What tiny infant scratches and scratches and scratches…especially at cradle cap. Hmph! Seriously!

So anyway, we dealt with ever spreading, oozing eczema, and vomiting and bloody mucus-y poop (that was my favorite). Once we identified that it was dairy and soy and eggs and all sorts of other various things, and I cut them all out………VOILA! Healthy Baby! It was AWESOME!

So, now I have spent the last year stressing about protecting my baby from other “stupid” people who don’t belive that allergies are “real”! Yah, that’s a lot of fun!

Payback, eh?

But, Saturday night/Sunday morning with the vomiting, and Sunday night with the bloody poo, and then today……OH TODAY!

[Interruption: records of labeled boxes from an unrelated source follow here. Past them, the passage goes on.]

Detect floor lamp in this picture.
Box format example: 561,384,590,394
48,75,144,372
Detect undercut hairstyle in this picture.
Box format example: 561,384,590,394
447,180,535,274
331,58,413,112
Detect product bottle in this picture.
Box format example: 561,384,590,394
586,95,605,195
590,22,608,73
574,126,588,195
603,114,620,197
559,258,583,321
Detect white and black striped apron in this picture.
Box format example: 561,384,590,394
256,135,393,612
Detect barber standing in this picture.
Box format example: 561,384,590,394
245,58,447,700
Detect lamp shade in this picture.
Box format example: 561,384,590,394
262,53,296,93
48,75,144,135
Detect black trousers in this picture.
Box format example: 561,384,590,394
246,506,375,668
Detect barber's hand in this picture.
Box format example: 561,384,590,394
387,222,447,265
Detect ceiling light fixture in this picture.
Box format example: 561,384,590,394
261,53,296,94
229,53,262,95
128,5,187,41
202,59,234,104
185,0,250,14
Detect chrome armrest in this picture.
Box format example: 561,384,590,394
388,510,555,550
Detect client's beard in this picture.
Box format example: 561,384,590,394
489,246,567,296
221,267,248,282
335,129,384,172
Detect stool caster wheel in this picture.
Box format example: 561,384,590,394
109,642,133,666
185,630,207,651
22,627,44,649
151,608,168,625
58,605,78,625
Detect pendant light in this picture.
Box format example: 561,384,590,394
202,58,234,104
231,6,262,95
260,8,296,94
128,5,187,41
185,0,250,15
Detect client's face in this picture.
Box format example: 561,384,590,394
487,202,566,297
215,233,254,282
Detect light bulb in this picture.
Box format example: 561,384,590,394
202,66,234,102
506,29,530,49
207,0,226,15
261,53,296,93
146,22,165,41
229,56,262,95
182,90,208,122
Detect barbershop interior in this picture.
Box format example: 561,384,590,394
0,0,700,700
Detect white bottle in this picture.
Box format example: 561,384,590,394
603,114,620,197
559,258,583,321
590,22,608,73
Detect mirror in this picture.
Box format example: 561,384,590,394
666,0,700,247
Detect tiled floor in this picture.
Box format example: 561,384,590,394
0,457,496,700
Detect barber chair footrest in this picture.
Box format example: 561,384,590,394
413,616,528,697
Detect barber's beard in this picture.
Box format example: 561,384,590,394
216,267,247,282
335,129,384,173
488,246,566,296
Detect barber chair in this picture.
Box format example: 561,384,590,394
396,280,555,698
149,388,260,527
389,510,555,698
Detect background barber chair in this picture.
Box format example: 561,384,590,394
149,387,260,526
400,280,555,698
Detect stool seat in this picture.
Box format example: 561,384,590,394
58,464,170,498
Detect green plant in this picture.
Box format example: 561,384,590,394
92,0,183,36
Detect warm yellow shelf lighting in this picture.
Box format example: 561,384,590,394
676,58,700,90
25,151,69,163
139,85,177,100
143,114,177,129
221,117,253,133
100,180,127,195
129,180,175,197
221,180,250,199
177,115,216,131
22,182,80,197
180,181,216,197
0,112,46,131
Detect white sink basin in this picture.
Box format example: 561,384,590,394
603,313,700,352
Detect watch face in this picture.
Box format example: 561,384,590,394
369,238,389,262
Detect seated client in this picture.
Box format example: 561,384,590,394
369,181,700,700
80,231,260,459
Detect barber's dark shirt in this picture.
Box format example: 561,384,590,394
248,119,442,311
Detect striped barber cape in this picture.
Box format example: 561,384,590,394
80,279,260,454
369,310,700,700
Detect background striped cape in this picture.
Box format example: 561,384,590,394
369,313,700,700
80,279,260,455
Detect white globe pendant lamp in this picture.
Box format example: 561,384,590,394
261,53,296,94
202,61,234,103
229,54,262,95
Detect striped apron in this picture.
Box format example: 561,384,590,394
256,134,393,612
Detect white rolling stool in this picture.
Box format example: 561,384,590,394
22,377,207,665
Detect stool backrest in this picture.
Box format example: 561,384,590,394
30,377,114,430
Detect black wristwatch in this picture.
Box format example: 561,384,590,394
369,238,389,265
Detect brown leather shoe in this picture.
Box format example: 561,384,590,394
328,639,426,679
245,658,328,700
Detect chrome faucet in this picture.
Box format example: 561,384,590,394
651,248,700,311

Well, more realistically we are talking about tonight.

I gave Siah some chewed up cashews. I’ve given him cashews before with no problems – that I knew of. I gave him one mouthful. and then a second mouthful and then a third…which he spit on the floor. I chided him for being a cheeky monkey and cleaned it up.

About 5 minutes later I noticed that he had a reaction around his mouth. It was red and rashy and SUCKS! So, I got a rag and tried to wash it all off – all the while stressing about what it was doing to his insides – if this was the reaction on the outside, and praying that beause his system was already just recently compromised from the recent reaction, that we wouldn’t have an even bigger reaction.

I noticed that he was rubbing his eye, but didn’t think too much of it.

5 minutes later, there was noticibly WAY MORE eye rubbing and the eye was redder and puffier and nothing could disuade him from rubbing. It was obviously a reaction . I think that he must of had some of the cashew got on his hands and he rubbed it into his eye.

Here it is, and understand that the pictures does it absolutely no justice. It looked worse than it did here……and the mouth was WAY better than it was originally.

Eye & Lip

I sent Jon out to get some Benadryl. We gave him some and the eye has started to settle down some and he’s not scratching like he’s trying to eradicate it from his head – That was fun, let me tell you.

I’m stressed about more bloody poop and vomiting. I’m also freaking about what else is “out there” that he might react to. That part of life is fun.

So, Here I am stressing about Siah……Stressing about Allergies…..Stressing about not knowing……Stressing about what to expect….Stressing about what to do….

I HATE STRESSING!

And, in the middle of all the drama….he’s still just so darn cute and happy.

Still Happy

And…in other news…..I had sucessfully avoided that stores today until tonight…..when we added $8.40 on Bendaryl to our monthly spending bringing the total up to…..$102.35….stupid allergies!